In the trial, based on detective interviews, Deputy District Attorney Tannaz Mokayef said, "April Jace was an avid runner and the actor shot her in the legs because he wanted her to feel pain."

Later, Mokayef attributed another quote to Michael Jace: "You like to run so much, why don't you try running to heaven."

On May 31, 2016, a jury convicted Michael of second-degree murder in the shooting death of April. On June 10, 2016, he was sentenced to 40 years to life in prison. He is incarcerated at the California State Prison, Corcoran at Corcoran, California.

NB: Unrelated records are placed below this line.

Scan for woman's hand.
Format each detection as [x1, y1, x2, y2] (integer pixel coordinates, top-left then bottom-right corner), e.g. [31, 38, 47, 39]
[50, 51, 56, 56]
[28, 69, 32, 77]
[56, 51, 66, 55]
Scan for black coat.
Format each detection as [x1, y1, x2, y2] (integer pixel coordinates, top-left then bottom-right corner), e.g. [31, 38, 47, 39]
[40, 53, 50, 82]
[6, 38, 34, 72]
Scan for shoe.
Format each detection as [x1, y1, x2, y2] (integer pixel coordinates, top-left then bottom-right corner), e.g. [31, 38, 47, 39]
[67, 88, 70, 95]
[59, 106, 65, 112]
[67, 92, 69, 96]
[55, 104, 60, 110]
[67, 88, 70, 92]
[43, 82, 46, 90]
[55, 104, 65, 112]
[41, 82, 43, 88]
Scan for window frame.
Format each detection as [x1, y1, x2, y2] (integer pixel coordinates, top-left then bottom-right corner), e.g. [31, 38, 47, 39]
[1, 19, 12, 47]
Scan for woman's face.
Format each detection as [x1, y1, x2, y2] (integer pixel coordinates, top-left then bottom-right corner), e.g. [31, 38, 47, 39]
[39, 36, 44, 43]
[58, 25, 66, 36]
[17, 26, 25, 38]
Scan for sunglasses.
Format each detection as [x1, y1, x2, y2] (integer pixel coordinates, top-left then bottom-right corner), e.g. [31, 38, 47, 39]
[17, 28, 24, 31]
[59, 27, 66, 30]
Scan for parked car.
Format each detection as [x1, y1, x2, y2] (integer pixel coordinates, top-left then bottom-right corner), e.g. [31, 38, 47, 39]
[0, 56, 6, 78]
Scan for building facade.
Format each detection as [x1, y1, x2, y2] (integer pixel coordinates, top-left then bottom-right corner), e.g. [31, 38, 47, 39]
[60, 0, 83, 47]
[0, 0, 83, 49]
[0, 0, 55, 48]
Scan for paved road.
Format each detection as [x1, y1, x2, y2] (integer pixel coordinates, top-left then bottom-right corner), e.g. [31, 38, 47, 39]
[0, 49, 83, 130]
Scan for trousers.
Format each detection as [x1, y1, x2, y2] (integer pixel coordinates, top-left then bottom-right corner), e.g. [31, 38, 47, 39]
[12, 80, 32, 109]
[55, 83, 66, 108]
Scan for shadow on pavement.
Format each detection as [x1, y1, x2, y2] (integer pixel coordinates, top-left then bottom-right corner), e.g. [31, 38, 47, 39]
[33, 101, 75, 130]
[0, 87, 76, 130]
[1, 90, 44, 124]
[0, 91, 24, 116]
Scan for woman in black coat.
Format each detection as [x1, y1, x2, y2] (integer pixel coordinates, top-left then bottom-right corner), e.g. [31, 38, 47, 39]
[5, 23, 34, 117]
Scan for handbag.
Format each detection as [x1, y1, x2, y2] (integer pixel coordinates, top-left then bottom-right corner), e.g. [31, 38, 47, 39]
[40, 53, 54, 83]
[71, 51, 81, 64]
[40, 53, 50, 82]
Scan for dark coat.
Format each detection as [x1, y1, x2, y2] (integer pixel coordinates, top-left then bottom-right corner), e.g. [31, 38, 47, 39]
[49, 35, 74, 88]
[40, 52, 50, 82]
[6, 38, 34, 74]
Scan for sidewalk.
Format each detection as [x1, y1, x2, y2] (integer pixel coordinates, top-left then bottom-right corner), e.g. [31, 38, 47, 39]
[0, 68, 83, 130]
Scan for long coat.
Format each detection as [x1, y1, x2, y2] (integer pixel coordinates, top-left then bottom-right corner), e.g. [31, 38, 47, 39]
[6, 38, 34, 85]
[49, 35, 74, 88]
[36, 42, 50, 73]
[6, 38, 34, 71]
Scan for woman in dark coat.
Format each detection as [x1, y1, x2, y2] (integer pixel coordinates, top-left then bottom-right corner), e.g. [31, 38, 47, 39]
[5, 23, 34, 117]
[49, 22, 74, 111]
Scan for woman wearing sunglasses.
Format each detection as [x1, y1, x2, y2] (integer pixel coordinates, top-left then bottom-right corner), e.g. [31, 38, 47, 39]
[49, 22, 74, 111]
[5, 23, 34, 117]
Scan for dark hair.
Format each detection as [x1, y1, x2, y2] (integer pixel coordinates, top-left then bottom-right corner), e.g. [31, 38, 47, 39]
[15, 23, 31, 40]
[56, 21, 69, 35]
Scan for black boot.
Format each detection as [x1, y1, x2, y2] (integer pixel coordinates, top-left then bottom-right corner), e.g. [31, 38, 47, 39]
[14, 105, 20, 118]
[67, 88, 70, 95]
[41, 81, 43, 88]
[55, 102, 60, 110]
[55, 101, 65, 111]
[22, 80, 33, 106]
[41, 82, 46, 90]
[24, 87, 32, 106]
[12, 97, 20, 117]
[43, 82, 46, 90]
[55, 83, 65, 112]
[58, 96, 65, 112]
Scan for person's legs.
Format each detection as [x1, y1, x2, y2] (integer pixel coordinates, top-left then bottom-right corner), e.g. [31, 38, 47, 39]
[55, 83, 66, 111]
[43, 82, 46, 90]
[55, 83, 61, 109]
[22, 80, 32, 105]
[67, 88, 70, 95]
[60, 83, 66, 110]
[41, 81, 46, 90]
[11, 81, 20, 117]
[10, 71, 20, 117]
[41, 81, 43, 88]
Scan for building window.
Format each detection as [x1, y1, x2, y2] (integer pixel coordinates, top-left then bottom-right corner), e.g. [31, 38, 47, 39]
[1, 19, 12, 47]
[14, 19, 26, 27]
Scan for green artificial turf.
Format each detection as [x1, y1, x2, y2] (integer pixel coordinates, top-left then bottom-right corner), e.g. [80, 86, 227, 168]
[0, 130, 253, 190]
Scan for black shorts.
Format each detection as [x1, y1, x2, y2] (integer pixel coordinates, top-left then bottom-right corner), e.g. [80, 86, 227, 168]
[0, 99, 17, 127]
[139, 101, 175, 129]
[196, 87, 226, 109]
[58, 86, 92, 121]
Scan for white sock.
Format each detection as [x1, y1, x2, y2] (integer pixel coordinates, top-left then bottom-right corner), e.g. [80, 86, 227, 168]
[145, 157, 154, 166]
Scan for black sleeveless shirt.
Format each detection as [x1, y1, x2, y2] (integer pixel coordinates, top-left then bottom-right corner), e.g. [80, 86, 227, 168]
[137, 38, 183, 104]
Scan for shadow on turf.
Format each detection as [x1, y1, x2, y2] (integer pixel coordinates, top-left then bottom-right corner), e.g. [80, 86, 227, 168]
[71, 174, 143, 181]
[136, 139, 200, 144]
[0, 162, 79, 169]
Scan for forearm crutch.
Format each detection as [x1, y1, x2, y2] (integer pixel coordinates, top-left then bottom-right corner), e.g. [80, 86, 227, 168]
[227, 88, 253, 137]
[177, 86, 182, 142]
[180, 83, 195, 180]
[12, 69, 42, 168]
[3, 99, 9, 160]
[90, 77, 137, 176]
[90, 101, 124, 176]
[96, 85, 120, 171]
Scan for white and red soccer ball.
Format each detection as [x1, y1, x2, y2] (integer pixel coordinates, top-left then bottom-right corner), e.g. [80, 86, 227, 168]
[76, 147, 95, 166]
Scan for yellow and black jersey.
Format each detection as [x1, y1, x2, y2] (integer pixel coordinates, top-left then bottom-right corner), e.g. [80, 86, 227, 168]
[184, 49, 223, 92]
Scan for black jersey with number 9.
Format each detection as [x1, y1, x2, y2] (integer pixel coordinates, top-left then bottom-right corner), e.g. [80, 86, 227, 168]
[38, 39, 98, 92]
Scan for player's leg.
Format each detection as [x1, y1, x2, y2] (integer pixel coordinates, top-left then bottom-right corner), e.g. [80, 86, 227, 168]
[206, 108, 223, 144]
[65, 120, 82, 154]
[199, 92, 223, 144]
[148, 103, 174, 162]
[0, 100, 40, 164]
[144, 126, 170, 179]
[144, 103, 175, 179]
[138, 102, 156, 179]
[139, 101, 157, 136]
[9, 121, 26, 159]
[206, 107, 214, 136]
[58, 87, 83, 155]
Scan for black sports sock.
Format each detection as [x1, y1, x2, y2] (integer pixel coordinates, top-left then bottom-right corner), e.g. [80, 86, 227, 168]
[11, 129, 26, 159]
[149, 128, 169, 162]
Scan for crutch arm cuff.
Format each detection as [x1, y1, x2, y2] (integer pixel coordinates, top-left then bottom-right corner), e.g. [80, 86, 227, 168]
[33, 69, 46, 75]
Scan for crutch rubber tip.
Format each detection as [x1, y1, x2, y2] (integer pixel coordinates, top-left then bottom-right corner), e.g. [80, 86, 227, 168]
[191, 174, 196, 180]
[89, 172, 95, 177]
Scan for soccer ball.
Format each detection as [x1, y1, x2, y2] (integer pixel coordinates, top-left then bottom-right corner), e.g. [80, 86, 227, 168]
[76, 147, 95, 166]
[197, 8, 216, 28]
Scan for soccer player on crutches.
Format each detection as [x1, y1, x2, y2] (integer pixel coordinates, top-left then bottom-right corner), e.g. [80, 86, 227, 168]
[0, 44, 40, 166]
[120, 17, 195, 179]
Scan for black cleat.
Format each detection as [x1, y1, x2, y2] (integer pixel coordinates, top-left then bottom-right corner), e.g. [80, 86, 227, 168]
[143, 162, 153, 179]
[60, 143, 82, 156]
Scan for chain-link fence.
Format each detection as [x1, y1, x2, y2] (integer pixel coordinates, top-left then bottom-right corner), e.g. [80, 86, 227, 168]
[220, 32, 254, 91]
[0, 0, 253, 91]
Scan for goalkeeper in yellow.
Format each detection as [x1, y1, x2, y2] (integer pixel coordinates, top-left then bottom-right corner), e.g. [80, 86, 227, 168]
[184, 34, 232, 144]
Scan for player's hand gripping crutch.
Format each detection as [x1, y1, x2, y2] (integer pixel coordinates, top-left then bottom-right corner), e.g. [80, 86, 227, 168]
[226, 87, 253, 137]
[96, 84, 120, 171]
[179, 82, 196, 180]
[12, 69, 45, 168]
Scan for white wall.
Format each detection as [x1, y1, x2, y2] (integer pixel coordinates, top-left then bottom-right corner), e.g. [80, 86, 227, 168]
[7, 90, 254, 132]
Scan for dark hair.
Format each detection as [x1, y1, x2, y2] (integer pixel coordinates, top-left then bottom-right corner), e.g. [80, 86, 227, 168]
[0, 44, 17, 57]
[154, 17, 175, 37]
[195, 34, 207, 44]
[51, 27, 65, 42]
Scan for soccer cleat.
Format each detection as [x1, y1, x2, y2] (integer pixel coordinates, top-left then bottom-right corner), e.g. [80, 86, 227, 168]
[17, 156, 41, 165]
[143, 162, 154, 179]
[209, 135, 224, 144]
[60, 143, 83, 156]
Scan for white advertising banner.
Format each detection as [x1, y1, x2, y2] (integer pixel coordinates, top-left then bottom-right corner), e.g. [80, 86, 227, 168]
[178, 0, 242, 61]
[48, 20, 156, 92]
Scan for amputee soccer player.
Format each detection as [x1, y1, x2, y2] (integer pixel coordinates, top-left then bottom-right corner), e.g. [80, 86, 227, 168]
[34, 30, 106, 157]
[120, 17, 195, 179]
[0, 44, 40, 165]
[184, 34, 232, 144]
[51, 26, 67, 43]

April's family released a statement to the Associated Press calling her shooting "a senseless act of domestic violence." Her memorial was held at the Oasis Church in Los Angeles, California. A GoFundMe page was created in support of her three children (aged 5, 8, and 18 at the time of her death).

Jace had previously worked for the Los Angeles Unified School District and was "a well-liked financial aid counselor" in Biola University's Financial Aid department at the time of her death. The office was closed in her memory, and the Director hailed her work ethic and service to the university's students. A memorial was held at the university's Calvary Chapel. Biola University has set up a Memorial Scholarship in her name.